Pflegekraft wollte erben: Doch Testament war nicht lesbar!

RA Thorsten Siefarth - LogoEine Pflegekraft hatte beruflich und privat Kontakt zu einer älteren Dame, die im Jahr 2012 verstarb. Die Pflegerin reichte im Rahmen des Nachlassverfahrens bei Gericht ein Schreiben ein, das die Erblasserin zwei Monate vor ihrem Tod gefertigt haben sollte. Sie gab an, dass sie dieses Schreiben von einer anderen Pflegekraft der Verstorbenen erhalten habe und dass in dem Schreiben stehe, dass ihr die Verstorbene alles vermache. Das Schleswig-Holsteinischen Oberlandesgericht sah dieses Schreiben jedoch nicht als ein wirksames Testament an.



„Trotz langjähriger Erfahrung …“

Das eingereichte Schriftstück genügt nicht den Anforderungen an die Form eines wirksamen Testaments, so die Richter. Ein Testament kann durch eigenhändige und unterschriebene Erklärung errichtet werden. Die Eigenhändigkeit der Errichtung setzt aber voraus, dass der erklärte Wille in vollem Umfang aus dem Geschriebenen hervorgeht. Zwingende Formvoraussetzung ist damit die Lesbarkeit der Niederschrift.

In der Urteilsbegründung heißt es wörtlich

Der Senat – Spezialsenat für Nachlassangelegenheiten – ist trotz langjähriger Erfahrung mit der Entzifferung schwer lesbarer letztwilliger Verfügungen nicht in der Lage, das Schriftstück soweit zu entziffern, dass es einen eindeutigen Inhalt erhält.

Der Senat geht mit dem Nachlassgericht davon aus, dass die ersten drei Worte „ich A.“ und die letzten Worte „D. geb. …“, gefolgt von der Unterschrift und dem Datum lauten. Diese Worte weisen die Erblasserin als Erklärende aus und lassen einen Bezug der Erklärung zu der weiteren Beteiligten, die namentlich und mit ihrem Geburtsdatum genannt wird, erkennen. In der Mitte des Textes verbleiben jedoch einige nicht zweifelsfrei lesbare Worte.

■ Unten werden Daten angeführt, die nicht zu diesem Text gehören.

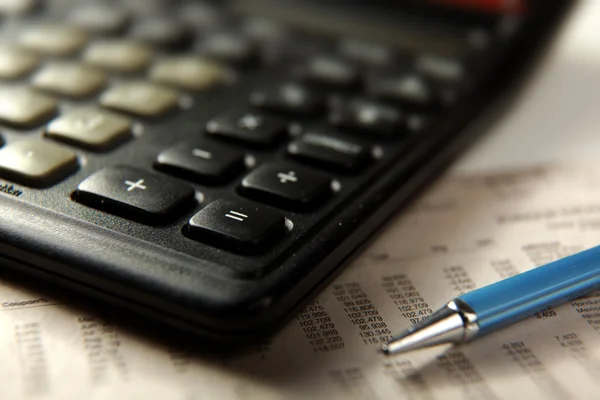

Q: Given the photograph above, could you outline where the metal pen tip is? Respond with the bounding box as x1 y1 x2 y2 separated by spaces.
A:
381 302 476 355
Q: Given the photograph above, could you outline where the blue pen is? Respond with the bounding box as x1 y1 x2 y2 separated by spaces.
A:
382 246 600 354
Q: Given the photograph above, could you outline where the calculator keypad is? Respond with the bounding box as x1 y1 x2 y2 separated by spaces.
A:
83 39 153 74
75 166 195 224
0 87 58 128
188 199 286 253
0 140 79 187
0 1 494 262
17 24 87 57
100 81 179 118
46 107 131 151
31 62 108 99
240 163 332 211
0 46 40 79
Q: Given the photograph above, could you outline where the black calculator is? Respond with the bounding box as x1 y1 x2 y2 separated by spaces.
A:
0 0 571 342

Gutachter konnte auch nicht helfen

Die Ungewissheit über den Inhalt des Geschriebenen lässt sich auch nicht mit Hilfe der vom Nachlassgericht herangezogenen Schriftsachverständigen beseitigen. Die Sachverständige hat zwar das erste der umstrittenen Worte als „vermache“ identifiziert, nicht jedoch die weiteren Wörter, so dass unklar bleibt, was vermacht werden sollte.

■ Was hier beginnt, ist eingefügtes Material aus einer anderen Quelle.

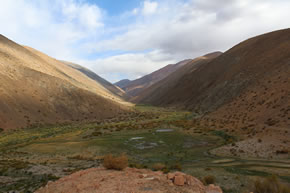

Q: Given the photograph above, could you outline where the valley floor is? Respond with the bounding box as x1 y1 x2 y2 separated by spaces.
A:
0 106 290 193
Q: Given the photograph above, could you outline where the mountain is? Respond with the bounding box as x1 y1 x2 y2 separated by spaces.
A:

Offen konnte bleiben, ob Pflegekraft überhaupt erben durfte

Da das vorgelegte Schriftstück aufgrund seiner Unleserlichkeit bereits kein formgültiges Testament darstellt, war vom Gericht nicht weiter zu untersuchen, ob die Erblasserin wegen Demenz oder Leseunfähigkeit testierunfähig gewesen ist und ob das Schriftstück überhaupt von ihr stammte. Auch konnte das Gericht offen lassen, ob die verstorbenen Eheleute in einem Heim im Sinne des Heimgesetzes untergebracht waren, was zur Folge hätte, dass das Verbot in § 14 Absatz 5 Heimgesetz Anwendung finden würde, wonach den Mitarbeitern eines Heims die Entgegennahme geldwerter Leistungen von Heimbewohnern untersagt ist.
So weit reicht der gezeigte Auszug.